1. Several studies have found that low vitamin D levels are linked to an increased risk of heart attack and premature death.
2. A University of Kansas Hospital study of more than 10,000 people found that vitamin D deficiency increased the death rate (deaths per year) by 100 percent.
3. Taking Vit D supplements reduced the death risk by 60 percent.
4. They recommended that adults take 1,000 to 2,000 IU’s of Vit D each day.
5. The supplement will only help you live longer if you are vit. D deficient.
6. Important: Remember up to 70% of Americans have low levels of Vit. D.
Recent evidence supports an association between vitamin D deficiency and hypertension, peripheral vascular disease, diabetes mellitus, metabolic syndrome, coronary artery disease, and heart failure.

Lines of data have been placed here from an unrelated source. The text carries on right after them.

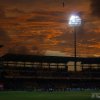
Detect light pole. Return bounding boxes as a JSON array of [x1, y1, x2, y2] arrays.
[[68, 14, 81, 72]]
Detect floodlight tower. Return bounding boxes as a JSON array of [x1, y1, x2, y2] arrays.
[[68, 14, 81, 71]]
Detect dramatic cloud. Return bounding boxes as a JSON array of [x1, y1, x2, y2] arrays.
[[91, 0, 100, 17], [0, 0, 100, 56]]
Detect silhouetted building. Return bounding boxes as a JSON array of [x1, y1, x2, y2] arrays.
[[0, 54, 100, 90]]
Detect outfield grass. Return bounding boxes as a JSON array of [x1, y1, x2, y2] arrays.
[[0, 91, 99, 100]]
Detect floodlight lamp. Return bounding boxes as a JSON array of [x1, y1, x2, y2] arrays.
[[68, 15, 81, 26]]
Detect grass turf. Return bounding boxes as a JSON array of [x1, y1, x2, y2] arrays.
[[0, 91, 99, 100]]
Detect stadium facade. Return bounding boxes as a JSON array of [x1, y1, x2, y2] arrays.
[[0, 54, 100, 91]]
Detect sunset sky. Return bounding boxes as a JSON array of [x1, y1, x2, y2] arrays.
[[0, 0, 100, 57]]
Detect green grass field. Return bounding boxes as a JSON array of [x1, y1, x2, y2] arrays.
[[0, 91, 99, 100]]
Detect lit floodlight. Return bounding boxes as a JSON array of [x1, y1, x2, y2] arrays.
[[68, 15, 81, 26]]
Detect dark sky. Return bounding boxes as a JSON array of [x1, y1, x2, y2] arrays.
[[0, 0, 100, 56]]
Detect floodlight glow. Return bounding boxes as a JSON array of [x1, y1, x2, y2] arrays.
[[68, 15, 81, 26]]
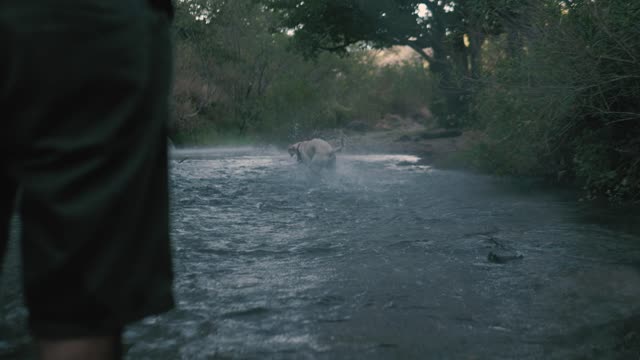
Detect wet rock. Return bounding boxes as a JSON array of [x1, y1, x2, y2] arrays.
[[420, 129, 462, 139], [345, 120, 371, 132], [487, 251, 524, 264], [396, 135, 412, 142]]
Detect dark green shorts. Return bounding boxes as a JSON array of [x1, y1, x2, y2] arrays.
[[0, 0, 173, 338]]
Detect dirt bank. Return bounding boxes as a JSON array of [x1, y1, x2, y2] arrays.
[[326, 120, 481, 167]]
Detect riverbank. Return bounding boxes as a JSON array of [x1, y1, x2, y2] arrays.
[[323, 119, 482, 168]]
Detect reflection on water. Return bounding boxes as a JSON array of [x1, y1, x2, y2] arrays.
[[0, 148, 640, 359]]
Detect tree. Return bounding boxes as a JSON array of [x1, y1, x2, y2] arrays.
[[257, 0, 526, 126]]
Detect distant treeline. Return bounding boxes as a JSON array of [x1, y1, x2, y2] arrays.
[[173, 0, 640, 200], [171, 0, 433, 145]]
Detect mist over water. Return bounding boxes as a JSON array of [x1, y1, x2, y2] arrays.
[[0, 148, 640, 359]]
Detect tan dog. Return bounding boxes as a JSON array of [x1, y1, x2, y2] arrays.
[[287, 139, 344, 173]]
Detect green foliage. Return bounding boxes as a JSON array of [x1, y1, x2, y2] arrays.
[[172, 0, 433, 144], [473, 0, 640, 199]]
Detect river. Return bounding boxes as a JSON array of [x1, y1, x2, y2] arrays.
[[0, 148, 640, 360]]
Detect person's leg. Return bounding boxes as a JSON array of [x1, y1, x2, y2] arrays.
[[38, 334, 122, 360], [0, 0, 173, 359], [0, 170, 16, 268]]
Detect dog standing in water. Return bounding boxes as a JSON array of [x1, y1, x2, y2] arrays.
[[287, 139, 344, 173]]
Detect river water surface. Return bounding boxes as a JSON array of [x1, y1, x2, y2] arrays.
[[0, 148, 640, 359]]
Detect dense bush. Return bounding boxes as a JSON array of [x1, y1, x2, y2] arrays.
[[171, 0, 432, 144], [472, 0, 640, 199]]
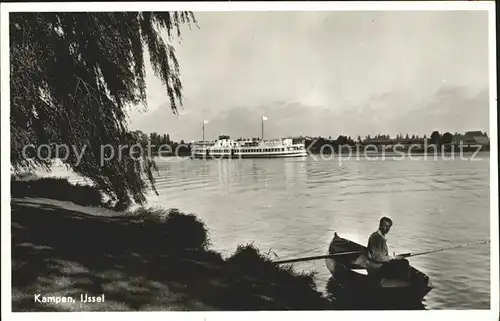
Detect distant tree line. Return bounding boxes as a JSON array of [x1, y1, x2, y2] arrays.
[[305, 130, 488, 153], [134, 130, 191, 156]]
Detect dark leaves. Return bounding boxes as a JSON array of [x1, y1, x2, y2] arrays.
[[10, 12, 196, 203]]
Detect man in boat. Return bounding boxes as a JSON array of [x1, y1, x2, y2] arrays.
[[367, 217, 410, 280]]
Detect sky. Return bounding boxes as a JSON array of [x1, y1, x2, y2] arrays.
[[129, 11, 489, 141]]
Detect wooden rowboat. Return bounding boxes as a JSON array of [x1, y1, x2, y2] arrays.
[[325, 233, 434, 304]]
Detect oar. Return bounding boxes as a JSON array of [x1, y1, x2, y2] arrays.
[[400, 241, 491, 258], [273, 251, 363, 264]]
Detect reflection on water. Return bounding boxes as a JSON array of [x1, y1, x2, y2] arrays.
[[40, 153, 490, 309]]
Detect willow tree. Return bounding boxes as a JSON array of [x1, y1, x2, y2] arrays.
[[9, 12, 196, 204]]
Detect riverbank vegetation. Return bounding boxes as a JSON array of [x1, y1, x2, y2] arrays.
[[11, 175, 333, 311]]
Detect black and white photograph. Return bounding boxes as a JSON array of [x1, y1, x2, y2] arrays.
[[1, 1, 499, 320]]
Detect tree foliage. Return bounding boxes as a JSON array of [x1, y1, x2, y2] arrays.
[[10, 12, 196, 203]]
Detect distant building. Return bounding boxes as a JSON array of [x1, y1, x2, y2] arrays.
[[452, 130, 490, 146]]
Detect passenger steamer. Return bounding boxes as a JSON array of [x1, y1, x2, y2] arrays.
[[191, 136, 307, 159]]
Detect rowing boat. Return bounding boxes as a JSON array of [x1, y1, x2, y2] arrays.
[[325, 233, 434, 302]]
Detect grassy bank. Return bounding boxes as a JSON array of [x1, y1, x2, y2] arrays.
[[11, 175, 332, 311]]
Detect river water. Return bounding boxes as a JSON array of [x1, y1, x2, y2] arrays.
[[41, 153, 490, 309]]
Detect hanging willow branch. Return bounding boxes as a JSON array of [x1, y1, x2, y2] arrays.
[[10, 12, 196, 204]]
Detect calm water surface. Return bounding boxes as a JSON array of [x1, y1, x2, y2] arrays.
[[45, 153, 490, 309]]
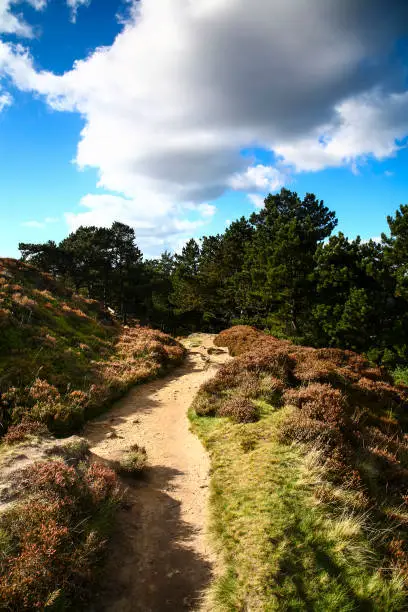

The effect of vitamin D supplementation, however, has not been well studied.
We examined the associations between vitamin D deficiency, vitamin D supplementation, and patient outcomes in a large cohort.
Serum vitamin D measurements for 5 years and 8 months from a large academic institution were matched to patient demographic, physiologic, and disease variables.
The vitamin D levels were analyzed as a continuous variable and as normal (≥30 ng/ml) or deficient (<30 ng/ml).
Descriptive statistics, univariate analysis, multivariate analysis, survival analysis, and Cox proportional hazard modeling were performed.
Of 10,899 patients, the mean age was 58 ± 15 years, 71% were women (n = 7,758), and the average body mass index was 30 ± 8 kg/m(2).
The mean serum vitamin D level was 24.1 ± 13.6 ng/ml.
Of the 10,899 patients, 3,294 (29.7%) were in the normal vitamin D range and 7,665 (70.3%) were deficient.
Vitamin D deficiency was associated with several cardiovascular-related diseases, including hypertension, coronary artery disease, cardiomyopathy, and diabetes (all p <0.05).
Vitamin D deficiency was a strong independent predictor of all-cause death (odds ratios 2.64, 95% confidence interval 1.901 to 3.662, p <0.0001) after adjusting for multiple clinical variables.
Vitamin D supplementation conferred substantial survival benefit (odds ratio for death 0.39, 95% confidence interval 0.277 to 0.534, p <0.0001).
In conclusion, vitamin D deficiency was associated with a significant risk of cardiovascular disease and reduced survival.
Vitamin D supplementation was significantly associated with better survival, specifically in patients with documented deficiency.